Supplemental Security Income (SSI) Overpayments


Once someone realizes they have generated an overpayment, the first question they usually ask is, “What will Social Security do to me?” You will receive a Notice of Overpayment via mail from Social Security. When the overpayment is work related there will usually be a breakdown of the annual work activity and reported earnings included in the notice. If the notice recipient disagrees with any of the information Social Security is basing their decision on, they have the right to file a Request for Reconsideration regarding the issue. If the recipient agrees with the overpayment amount Social Security is claiming, then their next step would be to begin repayment negotiations.
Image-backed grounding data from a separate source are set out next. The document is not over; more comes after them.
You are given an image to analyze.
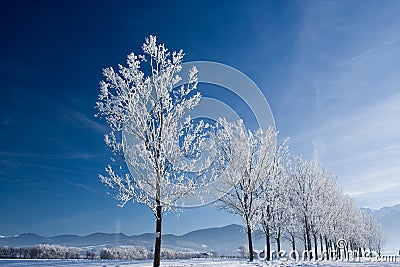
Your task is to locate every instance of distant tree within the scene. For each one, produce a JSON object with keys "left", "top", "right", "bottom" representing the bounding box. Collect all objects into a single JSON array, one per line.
[
  {"left": 86, "top": 250, "right": 96, "bottom": 260},
  {"left": 362, "top": 211, "right": 385, "bottom": 255},
  {"left": 0, "top": 247, "right": 11, "bottom": 259},
  {"left": 100, "top": 248, "right": 114, "bottom": 260},
  {"left": 238, "top": 245, "right": 249, "bottom": 258},
  {"left": 96, "top": 35, "right": 214, "bottom": 267}
]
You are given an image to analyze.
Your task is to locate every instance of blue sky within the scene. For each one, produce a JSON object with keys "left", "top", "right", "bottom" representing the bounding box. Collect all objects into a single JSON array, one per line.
[{"left": 1, "top": 1, "right": 400, "bottom": 236}]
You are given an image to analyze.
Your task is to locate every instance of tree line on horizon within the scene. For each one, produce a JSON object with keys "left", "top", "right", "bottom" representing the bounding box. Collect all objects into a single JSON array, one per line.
[{"left": 0, "top": 244, "right": 206, "bottom": 260}]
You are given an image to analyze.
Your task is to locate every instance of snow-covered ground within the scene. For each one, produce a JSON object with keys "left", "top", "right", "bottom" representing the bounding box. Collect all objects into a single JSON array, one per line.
[{"left": 0, "top": 259, "right": 399, "bottom": 267}]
SSI Overpayment Recovery Methods

Social Security usually attempts to recover overpayments within a 36 month period. This is just a “target” goal that Social Security has established. Usually, if someone is able to prove that repayment at this rate would cause them a substantial hardship, Social Security is able to extend the overpayment recovery period. Supplemental Security Income, (SSI) recipients are frequently able to negotiate very low payment rates; often as low as $10 per month. This is because it is automatically understood that SSI recipients have very limited income and assets. The individual negotiating their repayment rate for their overpayment , should always get the agreed upon rate in writing from Social Security as protection against any possible future disputes.
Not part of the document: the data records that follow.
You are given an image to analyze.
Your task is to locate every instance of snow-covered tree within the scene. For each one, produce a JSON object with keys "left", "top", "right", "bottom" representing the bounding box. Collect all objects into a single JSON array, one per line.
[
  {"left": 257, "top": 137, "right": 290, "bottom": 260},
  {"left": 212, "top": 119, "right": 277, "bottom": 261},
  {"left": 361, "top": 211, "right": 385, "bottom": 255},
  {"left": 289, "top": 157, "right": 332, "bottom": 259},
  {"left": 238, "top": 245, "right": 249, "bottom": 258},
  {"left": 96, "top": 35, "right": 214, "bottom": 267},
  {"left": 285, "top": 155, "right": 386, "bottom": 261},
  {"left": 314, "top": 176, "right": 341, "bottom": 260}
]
If someone is not willing to negotiate or attempt to repay their overpayment, Social Security may engage in the following legal options:

  • For not responding to the overpayment notice, Social Security will determine the repayment rate and will begin deducting the amount directly from the recipients monthly benefit check.
  • In cases where the recipient has died, Social Security can withhold survivors’ benefits and the recipients estate can become liable for the debt. As of 1992, Social Security is authorized by Congress to offset delinquent Title II (SSDI) benefit overpayments with Federal Income Tax Refunds. This option is only available if the recipient’s cash benefits have ceased, and they are refusing to make regular repayments to Social Security.
  • A final option that Social Security may utilize as of 1996, is to report unrecoverable Title II (SSDI) overpayments to recipients credit bureaus. Cases are only reported when a claimant’s benefits have ceased. An automated system selects which cases are to be reported to the credit bureaus. The recipient is notified by mail prior to being reported and they have a right to appeal if they feel the information being reported is incorrect.


The best advice for an SSI or SSDI beneficiary in an overpayment scenario with Social Security, is to seek the guidance of a benefits counselor so that they can be prepared to negotiate effectively with Social Security for a prudent resolution.